2. Pengisi kering – Hanya terdiri dari agregat dan serbuk halus, tanpa penambahan air, dituangkan langsung ke celahnya. Ini sinterties dengan sendirinya selama pemanasan tungku untuk membentuk lapisan padat. Metode ini menawarkan konstruksi tercepat, namun kekuatannya lebih rendah dibandingkan pengecoran basah. Ini sebagian besar digunakan dalam tungku busur kecil yang terendam.
3.Pendekatan material yang dapat digunakan – Untuk mengurangi-perubahan material di lokasi dan menyederhanakan pengelolaan, beberapa perusahaan menggunakan-alumina tinggi,-semen rendah yang dapat dicor untuk penutup tungku dan juga untuk meratakan dinding tungku. Meskipun biayanya sedikit lebih tinggi, hal ini menghindari kebingungan material, mengurangi tingkat kesalahan konstruksi, dan tidak ada kasus negatif signifikan yang teramati pada-tungku kalsium karbida berkapasitas besar.
III Rekomendasi Seleksi dan Konstruksi
1. Diferensiasi Prinsip:Penutup tungku harus-tahan terhadap erosi dan guncangan termal-tahan, lebih disukai dengan-alumina tinggi,-semen rendah. Perataan dinding tungku harus fokus pada penyegelan dan pengisian, menggunakan bahan pengisi kering atau castable alumina tinggi biasa.
2. Koordinasi Konstruksi: Jika dinding tungku menggunakan bahan yang sama dengan penutup tungku, klausul "umum" harus dinyatakan dengan jelas dalam perjanjian teknis untuk mencegah perselisihan karena perbedaan spesifikasi pada saat penerimaan.
3. Kontrol Ekspansi: Ketebalan lapisan perataan dinding tungku umumnya 30–50 mm. Sambungan ekspansi melintang harus dipasang pada 2/3 tinggi lapisan bata, diisi dengan selimut serat keramik untuk mencegah kompresi lapisan bata setelah pemanasan.

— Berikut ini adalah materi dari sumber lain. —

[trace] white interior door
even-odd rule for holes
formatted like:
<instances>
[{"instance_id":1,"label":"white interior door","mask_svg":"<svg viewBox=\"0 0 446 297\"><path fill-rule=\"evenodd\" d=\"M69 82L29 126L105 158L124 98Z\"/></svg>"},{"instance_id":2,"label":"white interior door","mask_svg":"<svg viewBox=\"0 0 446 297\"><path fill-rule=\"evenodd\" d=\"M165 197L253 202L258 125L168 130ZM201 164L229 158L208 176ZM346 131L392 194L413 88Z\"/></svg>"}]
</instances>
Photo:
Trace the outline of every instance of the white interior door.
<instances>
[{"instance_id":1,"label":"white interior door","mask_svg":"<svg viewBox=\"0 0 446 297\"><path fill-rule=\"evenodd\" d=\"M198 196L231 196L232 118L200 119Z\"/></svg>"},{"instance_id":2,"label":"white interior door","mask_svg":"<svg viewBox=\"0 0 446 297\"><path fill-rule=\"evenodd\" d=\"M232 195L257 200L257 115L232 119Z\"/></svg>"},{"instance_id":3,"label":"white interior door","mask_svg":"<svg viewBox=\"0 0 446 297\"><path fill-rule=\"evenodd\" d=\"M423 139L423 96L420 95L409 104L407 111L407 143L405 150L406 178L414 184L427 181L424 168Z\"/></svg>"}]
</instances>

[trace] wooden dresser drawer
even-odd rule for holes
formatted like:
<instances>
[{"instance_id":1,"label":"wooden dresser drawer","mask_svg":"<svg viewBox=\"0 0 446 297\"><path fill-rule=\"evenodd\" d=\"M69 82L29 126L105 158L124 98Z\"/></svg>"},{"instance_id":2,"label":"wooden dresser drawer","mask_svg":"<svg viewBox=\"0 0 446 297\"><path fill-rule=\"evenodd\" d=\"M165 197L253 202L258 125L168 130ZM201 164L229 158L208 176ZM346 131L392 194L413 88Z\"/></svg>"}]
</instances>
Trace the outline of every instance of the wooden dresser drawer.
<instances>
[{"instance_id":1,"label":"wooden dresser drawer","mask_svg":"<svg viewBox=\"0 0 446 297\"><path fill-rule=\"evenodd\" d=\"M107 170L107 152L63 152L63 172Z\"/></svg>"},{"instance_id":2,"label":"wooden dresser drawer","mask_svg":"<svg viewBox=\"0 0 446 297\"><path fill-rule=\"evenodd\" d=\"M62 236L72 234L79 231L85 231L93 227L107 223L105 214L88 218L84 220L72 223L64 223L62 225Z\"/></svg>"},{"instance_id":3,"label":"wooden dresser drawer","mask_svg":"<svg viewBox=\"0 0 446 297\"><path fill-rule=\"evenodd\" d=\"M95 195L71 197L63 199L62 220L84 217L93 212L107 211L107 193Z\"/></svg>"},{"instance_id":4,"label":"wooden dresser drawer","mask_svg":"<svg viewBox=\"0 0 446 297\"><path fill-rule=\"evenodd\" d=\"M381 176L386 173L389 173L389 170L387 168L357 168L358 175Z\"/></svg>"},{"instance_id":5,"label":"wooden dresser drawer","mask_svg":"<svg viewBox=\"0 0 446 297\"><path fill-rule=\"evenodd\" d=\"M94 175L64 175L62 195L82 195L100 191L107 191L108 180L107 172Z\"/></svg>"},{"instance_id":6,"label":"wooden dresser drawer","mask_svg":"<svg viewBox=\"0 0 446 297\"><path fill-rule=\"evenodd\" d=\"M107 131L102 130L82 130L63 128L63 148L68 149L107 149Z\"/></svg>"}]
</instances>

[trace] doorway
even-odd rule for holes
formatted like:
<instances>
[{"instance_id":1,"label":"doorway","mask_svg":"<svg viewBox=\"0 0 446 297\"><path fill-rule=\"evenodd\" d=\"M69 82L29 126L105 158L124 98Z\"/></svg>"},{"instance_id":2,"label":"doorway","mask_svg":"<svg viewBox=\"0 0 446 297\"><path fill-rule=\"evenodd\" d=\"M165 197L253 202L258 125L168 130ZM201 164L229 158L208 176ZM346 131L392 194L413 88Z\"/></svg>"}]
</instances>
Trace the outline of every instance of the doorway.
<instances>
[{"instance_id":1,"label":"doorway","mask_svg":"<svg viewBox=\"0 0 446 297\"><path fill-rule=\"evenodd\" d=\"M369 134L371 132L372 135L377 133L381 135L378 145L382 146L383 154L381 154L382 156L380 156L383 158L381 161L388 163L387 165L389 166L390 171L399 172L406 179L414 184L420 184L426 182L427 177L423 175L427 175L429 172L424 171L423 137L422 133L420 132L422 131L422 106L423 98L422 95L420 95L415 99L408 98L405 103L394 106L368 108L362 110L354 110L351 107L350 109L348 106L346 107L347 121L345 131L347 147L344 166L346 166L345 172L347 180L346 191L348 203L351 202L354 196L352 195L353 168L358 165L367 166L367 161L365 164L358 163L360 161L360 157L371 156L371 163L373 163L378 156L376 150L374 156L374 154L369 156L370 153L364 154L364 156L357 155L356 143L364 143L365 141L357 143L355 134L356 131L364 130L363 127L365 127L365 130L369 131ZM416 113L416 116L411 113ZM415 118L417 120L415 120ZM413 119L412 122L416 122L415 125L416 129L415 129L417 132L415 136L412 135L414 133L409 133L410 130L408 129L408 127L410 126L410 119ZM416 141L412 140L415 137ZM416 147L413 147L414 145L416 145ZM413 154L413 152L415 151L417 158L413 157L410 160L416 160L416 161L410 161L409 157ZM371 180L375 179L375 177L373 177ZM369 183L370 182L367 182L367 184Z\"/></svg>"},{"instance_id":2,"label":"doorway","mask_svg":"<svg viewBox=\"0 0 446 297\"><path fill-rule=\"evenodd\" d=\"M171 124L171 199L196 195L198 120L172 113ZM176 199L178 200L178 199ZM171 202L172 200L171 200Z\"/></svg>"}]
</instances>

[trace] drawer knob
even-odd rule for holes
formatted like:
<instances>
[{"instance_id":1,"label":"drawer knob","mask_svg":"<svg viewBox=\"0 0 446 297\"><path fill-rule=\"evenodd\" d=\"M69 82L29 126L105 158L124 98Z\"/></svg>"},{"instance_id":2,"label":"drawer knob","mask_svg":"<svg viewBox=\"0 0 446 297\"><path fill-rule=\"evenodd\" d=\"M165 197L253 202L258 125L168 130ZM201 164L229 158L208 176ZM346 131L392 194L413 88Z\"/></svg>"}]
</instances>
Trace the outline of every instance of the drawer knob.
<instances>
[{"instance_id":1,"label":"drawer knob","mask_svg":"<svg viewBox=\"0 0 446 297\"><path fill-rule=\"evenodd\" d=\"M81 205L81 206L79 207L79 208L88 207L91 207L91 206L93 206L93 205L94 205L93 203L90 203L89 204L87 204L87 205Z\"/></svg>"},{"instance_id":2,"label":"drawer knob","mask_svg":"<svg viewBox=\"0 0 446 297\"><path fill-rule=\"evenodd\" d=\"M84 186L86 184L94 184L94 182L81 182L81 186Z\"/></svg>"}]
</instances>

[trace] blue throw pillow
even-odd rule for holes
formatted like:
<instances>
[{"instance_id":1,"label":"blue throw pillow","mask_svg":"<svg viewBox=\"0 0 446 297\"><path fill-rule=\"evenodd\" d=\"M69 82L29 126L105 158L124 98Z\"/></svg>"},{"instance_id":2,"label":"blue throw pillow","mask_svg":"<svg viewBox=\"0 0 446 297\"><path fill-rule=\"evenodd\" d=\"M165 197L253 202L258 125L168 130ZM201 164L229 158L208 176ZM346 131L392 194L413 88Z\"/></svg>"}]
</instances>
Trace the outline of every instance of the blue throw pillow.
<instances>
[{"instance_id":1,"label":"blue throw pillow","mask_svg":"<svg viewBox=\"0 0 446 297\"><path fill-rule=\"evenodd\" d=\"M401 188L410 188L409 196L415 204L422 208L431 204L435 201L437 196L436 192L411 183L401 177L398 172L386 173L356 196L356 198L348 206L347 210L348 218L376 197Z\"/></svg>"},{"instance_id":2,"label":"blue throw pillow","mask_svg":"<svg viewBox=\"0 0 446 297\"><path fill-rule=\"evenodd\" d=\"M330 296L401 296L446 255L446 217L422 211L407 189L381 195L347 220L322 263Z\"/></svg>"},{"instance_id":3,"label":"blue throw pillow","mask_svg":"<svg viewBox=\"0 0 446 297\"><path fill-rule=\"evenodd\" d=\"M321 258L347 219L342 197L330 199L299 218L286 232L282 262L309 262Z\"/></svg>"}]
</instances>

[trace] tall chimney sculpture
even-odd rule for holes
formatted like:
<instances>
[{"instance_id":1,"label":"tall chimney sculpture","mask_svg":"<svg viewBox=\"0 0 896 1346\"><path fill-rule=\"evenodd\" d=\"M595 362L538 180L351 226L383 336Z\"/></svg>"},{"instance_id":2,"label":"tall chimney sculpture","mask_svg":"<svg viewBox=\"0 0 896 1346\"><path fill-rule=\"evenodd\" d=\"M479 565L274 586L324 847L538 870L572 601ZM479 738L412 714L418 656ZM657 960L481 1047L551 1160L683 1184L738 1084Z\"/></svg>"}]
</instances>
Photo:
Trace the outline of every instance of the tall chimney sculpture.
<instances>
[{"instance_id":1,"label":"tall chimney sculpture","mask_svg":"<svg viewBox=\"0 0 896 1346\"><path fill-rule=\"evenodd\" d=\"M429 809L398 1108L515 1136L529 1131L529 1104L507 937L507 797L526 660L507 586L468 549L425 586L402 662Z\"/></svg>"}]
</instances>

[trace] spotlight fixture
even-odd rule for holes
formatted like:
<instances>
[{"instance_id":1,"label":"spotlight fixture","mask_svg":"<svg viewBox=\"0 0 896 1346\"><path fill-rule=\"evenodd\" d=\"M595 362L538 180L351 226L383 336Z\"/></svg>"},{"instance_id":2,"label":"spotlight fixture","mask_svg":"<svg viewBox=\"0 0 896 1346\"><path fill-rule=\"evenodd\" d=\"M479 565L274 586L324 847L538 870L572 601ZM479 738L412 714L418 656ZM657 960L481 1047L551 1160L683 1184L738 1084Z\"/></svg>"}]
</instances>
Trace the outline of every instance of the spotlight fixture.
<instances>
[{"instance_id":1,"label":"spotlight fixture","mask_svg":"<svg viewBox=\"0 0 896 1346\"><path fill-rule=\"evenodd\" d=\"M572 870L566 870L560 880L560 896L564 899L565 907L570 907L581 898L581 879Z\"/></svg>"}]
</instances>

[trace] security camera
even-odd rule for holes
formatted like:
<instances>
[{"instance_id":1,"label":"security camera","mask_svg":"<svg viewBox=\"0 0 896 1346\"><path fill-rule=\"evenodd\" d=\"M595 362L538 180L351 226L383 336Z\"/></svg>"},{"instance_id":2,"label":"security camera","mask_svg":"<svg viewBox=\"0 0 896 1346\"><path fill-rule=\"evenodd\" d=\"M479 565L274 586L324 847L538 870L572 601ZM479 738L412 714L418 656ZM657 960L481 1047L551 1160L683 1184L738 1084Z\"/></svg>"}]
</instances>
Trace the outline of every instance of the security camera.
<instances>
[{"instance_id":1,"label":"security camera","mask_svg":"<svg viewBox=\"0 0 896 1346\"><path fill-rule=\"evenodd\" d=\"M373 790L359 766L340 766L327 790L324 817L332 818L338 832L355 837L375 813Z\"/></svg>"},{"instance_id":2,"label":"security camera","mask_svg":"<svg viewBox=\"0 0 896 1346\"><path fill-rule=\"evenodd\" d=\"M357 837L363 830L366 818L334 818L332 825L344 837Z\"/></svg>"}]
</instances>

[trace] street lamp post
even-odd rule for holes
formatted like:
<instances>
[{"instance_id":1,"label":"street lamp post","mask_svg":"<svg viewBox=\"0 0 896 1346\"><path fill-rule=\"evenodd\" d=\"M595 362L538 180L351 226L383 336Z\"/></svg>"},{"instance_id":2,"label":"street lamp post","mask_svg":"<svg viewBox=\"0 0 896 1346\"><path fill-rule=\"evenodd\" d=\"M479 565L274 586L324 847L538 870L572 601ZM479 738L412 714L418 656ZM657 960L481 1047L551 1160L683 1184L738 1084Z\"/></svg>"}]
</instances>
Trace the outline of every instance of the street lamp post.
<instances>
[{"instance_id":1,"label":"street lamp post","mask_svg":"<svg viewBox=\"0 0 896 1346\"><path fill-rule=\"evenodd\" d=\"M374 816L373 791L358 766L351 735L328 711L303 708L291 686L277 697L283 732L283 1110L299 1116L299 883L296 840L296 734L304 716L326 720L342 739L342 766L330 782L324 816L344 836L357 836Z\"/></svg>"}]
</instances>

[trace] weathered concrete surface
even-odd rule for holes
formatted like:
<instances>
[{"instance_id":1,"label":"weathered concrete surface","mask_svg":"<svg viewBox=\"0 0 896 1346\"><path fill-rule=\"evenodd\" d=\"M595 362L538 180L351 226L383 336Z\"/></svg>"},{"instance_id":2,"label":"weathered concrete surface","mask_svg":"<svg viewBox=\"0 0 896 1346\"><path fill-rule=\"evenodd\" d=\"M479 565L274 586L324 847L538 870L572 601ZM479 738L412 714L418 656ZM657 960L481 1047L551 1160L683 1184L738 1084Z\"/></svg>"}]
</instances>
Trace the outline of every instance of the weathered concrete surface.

4. Jadwal Memanggang:Untuk bagian cetakan-basah, disarankan untuk melakukan proses pemanggangan lambat selama tiga-tahap: "suhu ruangan → 150 derajat × 8 jam → 350 derajat × 12 jam → 600 derajat × 8 jam" untuk memastikan penghilangan air bebas dan air kristal dalam jumlah yang cukup. 5. Identifikasi Bahan: Saat menumpuk bahan di-lokasi, berbagai tingkatan bahan tahan api yang dapat dicor harus diberi label yang jelas dan ditutup dengan lapisan kedap air membran untuk mencegah penyalahgunaan karena penampilan serupa.
Persyaratan kinerja untuk bahan cor tahan api berbeda antara penutup tungku dan lapisan perata dinding tungku pada tungku kalsium karbida. Pada prinsipnya, bahan harus dipilih dan diterapkan secara terpisah. Namun, di perusahaan dengan tingkat kecanggihan manajemen yang tinggi dan sensitivitas biaya yang rendah, penggunaan material yang sama untuk semua aplikasi adalah hal yang layak dilakukan. Kuncinya adalah menilai perbedaan kondisi pengoperasian terlebih dahulu, mengembangkan rencana konstruksi dan pemanggangan yang sesuai, dan menerapkannya secara ketat di-lokasi untuk memastikan umur lapisan tungku yang panjang, penyegelan cangkang tungku yang andal, serta pengoperasian yang aman dan efisien.